NxPenalties

Composable Regularization Penalties for Elixir ML

Hex.pm VersionDocumentationLicense: MIT


Overview

NxPenalties is a tensor-only library of regularization primitives for Nx. It is designed to be composable inside defn code and training loops, leaving any data-aware adaptation (e.g., resolving references from data structures) to downstream libraries such as Tinkex.

Features (v0.1.2)

Installation

Add nx_penalties to your list of dependencies in mix.exs:

def deps do
  [
    {:nx_penalties, "~> 0.1.2"}
  ]
end

Quick Start

Simple Penalties

# L1 penalty (promotes sparsity)
l1_loss = NxPenalties.l1(weights)
# => Nx.tensor(6.5)

# L2 penalty (weight decay)
l2_loss = NxPenalties.l2(weights, lambda: 0.01)
# => Nx.tensor(0.1425)

# Elastic Net (combined L1 + L2)
elastic_loss = NxPenalties.elastic_net(weights, l1_ratio: 0.5)
# => Nx.tensor(10.375)

# Add to your training loss
total_loss = Nx.add(base_loss, l1_loss)

Pipeline Composition

Compose multiple penalties with individual weights:

pipeline =
  NxPenalties.pipeline([
    {:l1, weight: 0.001},
    {:l2, weight: 0.01},
    {:entropy, weight: 0.1, opts: [mode: :bonus]}
  ])

{total_penalty, metrics} = NxPenalties.compute(pipeline, model_outputs)
total_loss = Nx.add(base_loss, total_penalty)

Dynamic Weight Adjustment

Useful for curriculum learning or adaptive regularization:

# Update weights during training
pipeline =
  pipeline
  |> NxPenalties.Pipeline.update_weight(:l1, 0.01)  # Increase L1
  |> NxPenalties.Pipeline.update_weight(:l2, 0.001) # Decrease L2

# Enable/disable penalties
pipeline = NxPenalties.Pipeline.set_enabled(pipeline, :entropy, false)

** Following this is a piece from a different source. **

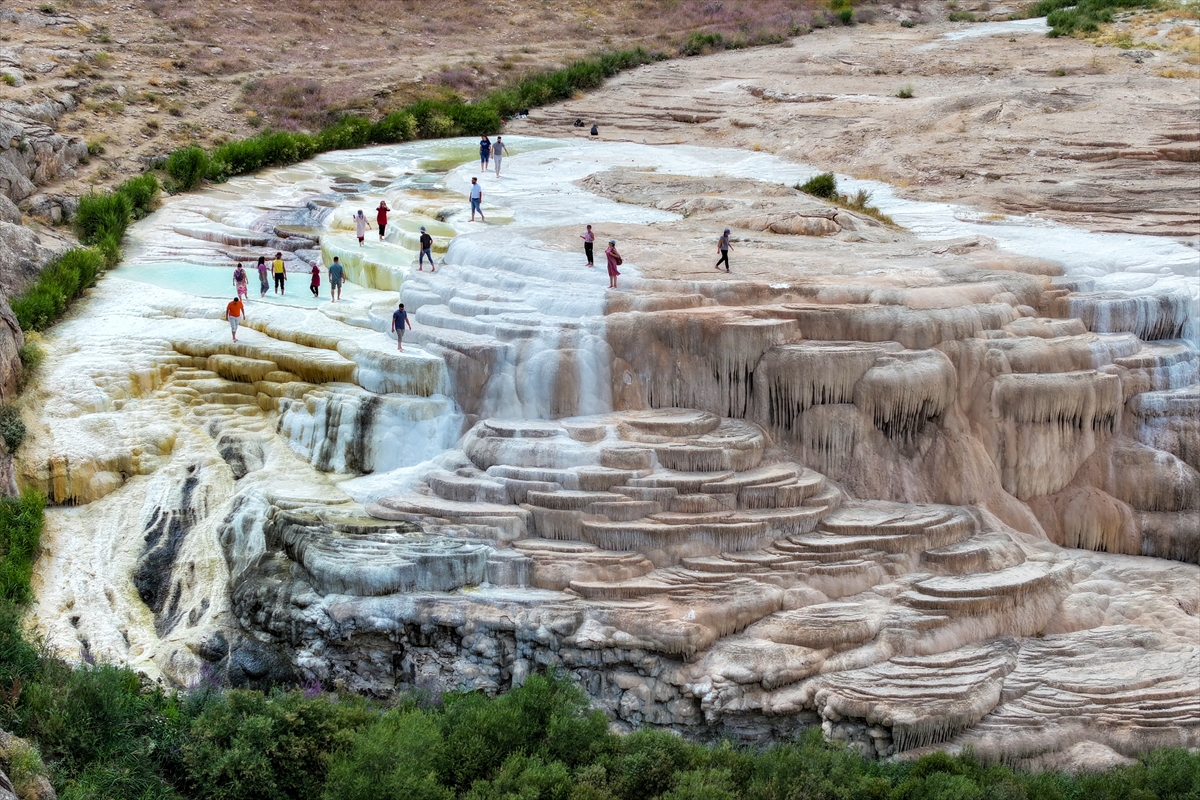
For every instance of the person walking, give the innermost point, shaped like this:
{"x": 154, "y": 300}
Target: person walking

Gradient-Compatible Computation

Use compute_total/3 inside defn:

total = NxPenalties.compute_total(pipeline, tensor)

grad_fn = Nx.Defn.grad(fn t -> NxPenalties.compute_total(pipeline, t) end)
gradients = grad_fn.(tensor)

Divergences

For probability distributions (log-space inputs):

# KL Divergence - knowledge distillation
kl_loss = NxPenalties.kl_divergence(student_logprobs, teacher_logprobs)

# Reverse KL - mode-seeking behavior
kl_reverse = NxPenalties.kl_divergence(p_logprobs, q_logprobs, direction: :reverse)

# Symmetric KL - balanced divergence
kl_symmetric = NxPenalties.kl_divergence(p_logprobs, q_logprobs, symmetric: true)

# JS Divergence - symmetric comparison
js_loss = NxPenalties.js_divergence(p_logprobs, q_logprobs)

# Entropy - encourage/discourage confidence
entropy_penalty = NxPenalties.entropy(logprobs, mode: :penalty)  # Minimize entropy
entropy_bonus = NxPenalties.entropy(logprobs, mode: :bonus)      # Maximize entropy

# Temperature-scaled entropy (sharper distribution)
entropy_sharp = NxPenalties.entropy(logprobs, temperature: 0.5)

# Temperature-scaled entropy (flatter distribution)
entropy_flat = NxPenalties.entropy(logprobs, temperature: 2.0)

Gradient Penalties

For Lipschitz smoothness (WGAN-GP style):

# Full gradient penalty (expensive - use sparingly)
loss_fn = fn x -> Nx.sum(Nx.pow(x, 2)) end
gp = NxPenalties.gradient_penalty(loss_fn, tensor, target_norm: 1.0)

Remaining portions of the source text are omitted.